Shortly after I published the blog I was still licking my paw. Mommy told me I would hurt it again if I persisted. I scoffed. What does she know?
The next morning I was lame again, unable to put any wright on my right paw. Mommy told me I had done it to myself with excessive licking. I disagreed. The injury had nothing to do with my licking, the wound was caused by one of the following.
Pocket licking my feet while I was sleeping because my paws are delicious.
Our house is built over an Indian Dog Burial Ground and the spirits of the dogs attack my paw at night.
Robbers broke into the house while Mommy and Daddy slept and I fought them off with my paw.
I am the first dog to have a Stigmata.
Mommy pulled out the darn socks again. She, with Daddy as her accomplice, shoved my leg into the sock, they then bunched it up and taped it, so I could not lick my paw and heal myself. Then Daddy, let out of the house because he ankle monitor was malfunctioning, went to the store and he bought booties.
This was the latest of my many public humiliations.
I was licking the sock so they put the boot on so I could not get to it. I said fine. I wore the one boot, like Michael Jackson attempting a trend that was doomed to fail. I waited. I knew my parents. The boot just slipped on. They had to tape the sock on. They are weak and lazy. Like Fredo married to Fredo. After a day they decided to just put the boot on. And when their backs were turned I slipped that boot off like Lindsay Lohan before knocking heels. Oh I feasted on my foot until they caught me.

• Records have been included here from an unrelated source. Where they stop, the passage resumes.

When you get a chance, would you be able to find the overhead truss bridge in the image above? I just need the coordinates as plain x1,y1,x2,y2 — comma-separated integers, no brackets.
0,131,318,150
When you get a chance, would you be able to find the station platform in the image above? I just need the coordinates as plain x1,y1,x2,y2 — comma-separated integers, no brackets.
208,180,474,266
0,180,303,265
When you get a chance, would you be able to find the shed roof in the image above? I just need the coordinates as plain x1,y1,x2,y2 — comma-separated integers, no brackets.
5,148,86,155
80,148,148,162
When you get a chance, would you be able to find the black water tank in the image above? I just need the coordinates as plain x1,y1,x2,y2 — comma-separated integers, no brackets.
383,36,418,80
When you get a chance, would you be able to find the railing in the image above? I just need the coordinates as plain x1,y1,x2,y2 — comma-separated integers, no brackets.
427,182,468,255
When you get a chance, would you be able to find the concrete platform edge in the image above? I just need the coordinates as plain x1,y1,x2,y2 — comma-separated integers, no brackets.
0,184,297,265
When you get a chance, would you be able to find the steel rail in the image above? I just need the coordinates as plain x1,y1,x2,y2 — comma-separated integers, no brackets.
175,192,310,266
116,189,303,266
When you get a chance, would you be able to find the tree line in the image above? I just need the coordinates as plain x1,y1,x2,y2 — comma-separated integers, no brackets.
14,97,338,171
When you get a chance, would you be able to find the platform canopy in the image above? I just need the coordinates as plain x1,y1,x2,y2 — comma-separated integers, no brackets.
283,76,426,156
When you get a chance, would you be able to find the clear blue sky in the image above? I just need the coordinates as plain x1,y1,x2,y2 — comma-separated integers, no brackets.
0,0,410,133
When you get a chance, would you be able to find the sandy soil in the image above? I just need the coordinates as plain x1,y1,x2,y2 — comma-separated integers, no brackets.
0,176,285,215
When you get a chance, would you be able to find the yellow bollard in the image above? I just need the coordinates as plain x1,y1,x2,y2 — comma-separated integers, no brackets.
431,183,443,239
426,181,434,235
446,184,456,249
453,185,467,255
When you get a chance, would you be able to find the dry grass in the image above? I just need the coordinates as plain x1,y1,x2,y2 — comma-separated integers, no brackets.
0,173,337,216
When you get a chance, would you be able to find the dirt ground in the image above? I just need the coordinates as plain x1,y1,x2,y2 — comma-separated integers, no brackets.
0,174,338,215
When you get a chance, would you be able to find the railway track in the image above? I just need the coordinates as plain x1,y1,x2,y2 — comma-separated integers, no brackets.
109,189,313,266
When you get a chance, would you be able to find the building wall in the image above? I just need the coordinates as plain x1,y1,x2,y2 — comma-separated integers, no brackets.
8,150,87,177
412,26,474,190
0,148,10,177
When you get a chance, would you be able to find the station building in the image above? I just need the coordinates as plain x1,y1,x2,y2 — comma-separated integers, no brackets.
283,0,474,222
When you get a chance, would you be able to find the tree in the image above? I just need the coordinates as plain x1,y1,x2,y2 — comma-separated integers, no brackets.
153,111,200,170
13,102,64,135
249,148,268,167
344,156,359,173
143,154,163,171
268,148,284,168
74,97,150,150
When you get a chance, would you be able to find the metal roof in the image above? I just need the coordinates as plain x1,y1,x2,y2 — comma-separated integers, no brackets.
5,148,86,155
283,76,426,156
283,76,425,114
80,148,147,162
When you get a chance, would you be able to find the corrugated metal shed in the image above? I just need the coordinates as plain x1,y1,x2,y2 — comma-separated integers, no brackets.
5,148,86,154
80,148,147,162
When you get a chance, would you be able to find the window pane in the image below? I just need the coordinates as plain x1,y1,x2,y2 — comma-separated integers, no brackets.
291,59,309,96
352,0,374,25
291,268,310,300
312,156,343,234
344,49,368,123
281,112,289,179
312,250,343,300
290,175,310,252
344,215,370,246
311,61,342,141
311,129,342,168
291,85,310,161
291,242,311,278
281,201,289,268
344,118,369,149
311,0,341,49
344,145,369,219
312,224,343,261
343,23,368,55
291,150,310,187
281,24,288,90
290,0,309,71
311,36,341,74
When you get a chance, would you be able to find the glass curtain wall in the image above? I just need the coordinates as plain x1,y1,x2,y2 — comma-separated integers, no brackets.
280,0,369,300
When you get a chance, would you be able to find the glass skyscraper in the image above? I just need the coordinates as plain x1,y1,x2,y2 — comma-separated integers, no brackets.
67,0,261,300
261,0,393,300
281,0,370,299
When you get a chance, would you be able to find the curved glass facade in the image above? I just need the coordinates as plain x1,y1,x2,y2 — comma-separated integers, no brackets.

They soaked my foot at night in either Epsom salts or peroxide. I calmly sat there with my foot in the Dixie Cup of doom, this time relaxed, like the drunk, sleeping fraternity brother with his two roommates slipping his hand into water and waiting anxiously for him to pee. Daddy also bought something called Liquid Bandage which he sprayed on my cut and man did that sting. It also had a bitter taste to keep me from licking. Bitter taste my butt! Once you’ve worn a sock for ten days how bitter could anything taste?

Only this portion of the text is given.